Which is why I am writing this. Because there is the very real chance that a lot of you don't know Gill beyond those newspaper headlines. And a lot of you don't know Musa Sherif, Gill's co-driver and one of the most accomplished and decorated professional navigators in this part of the world, beyond the body text of those articles. And reducing two of the country's finest motorsport athletes to inaccurate newspaper headlines is unjust. As is the fact that both now have an FIR for culpable homicide not amounting to murder registered against them. This was a horribly tragic incident that occurred when they were doing their jobs. Which, incidentally, is to go as fast as they can, on a closed rally stage. And when we say a closed rally stage, we mean a section of the road that has been allocated for the use of competition vehicles alone, and which no other vehicles are allowed to enter for the safety of the vehicle's occupants, and for the safety of the competitors as well. It's a section of road cleared by a Safety Car, a Double Zero Car, a Zero Car, and has marshals posted along the way. That someone did make their way onto the stage, despite being expressly told not to, is frightening, terrifying and horrible. And the outcome has been utterly devastating for everyone involved. Even those of us who love motorsport wish that it didn't have such grim consequences on those dark days that sometimes visit it.

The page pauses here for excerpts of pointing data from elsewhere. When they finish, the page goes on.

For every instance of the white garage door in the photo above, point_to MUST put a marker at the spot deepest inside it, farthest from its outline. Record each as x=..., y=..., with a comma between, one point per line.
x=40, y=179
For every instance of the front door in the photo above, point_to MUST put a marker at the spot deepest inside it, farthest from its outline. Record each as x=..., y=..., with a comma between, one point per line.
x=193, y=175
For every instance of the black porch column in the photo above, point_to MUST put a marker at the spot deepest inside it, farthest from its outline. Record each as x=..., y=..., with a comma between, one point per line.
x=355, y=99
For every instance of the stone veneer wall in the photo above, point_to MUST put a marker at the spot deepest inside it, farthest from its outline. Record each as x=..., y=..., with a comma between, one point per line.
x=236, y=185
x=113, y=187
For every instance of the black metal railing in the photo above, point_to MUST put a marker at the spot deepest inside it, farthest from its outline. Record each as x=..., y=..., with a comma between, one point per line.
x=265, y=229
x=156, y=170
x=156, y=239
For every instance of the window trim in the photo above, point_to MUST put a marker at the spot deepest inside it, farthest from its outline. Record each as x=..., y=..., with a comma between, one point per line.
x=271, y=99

There is, however, another thing that people don't seem to understand. What happened, happened within the confines of a sporting event. Over the past 11 years, going from racetrack to racetrack and rally stage to rally stage, I've had it impressed upon me that we're all individually responsible for our safety at motorsport events. And anything that we might do wrong as spectators, might not only jeopardise our well-being, but might seriously jeopardise someone else's health and life. And what's happened in Jodhpur is proof of just that. Of course, with three lives lost, it is paramount that an investigation follow, and everything from police permissions, to safety precautions taken at the event be examined in great detail. But the fact that in the meanwhile Gill and Sherif are being treated like criminals who set out that morning with the intent to run people over, is appalling. And it shouldn't be like this.
There's another thing that I've realised over the years. People have a way of dismissing motorsport athletes, because there's the general belief that they're a bunch of rich people, who can afford fast cars and go dashing about the place with no concern for their own safety, let alone anyone else's. The truth is often quite different. Gill's talent was apparent when he was fairly young, and could only take part legally in closed circuit events at racetracks and autocrosses. When he was old enough to compete in rallying, having turned 18 and obtained a driver's licence, that talent was slowly nurtured and grew. It was for this reason that companies hired him to drive for them professionally. If you think that anything Gill has accomplished has been handed to him for any reason other than the fact that he was the most deserving candidate, you're wrong. Gill is the foremost example of an Indian motorsport athlete accomplishing something on merit and merit alone.
Gaurav Gill's career and reputation has taken him 22 long years to build. And in those 22 years, he's had to face every stumbling block that a motorsport athlete could possibly have to face. Ask yourself then, if what he deserves is to be reduced to a badly written newspaper headline?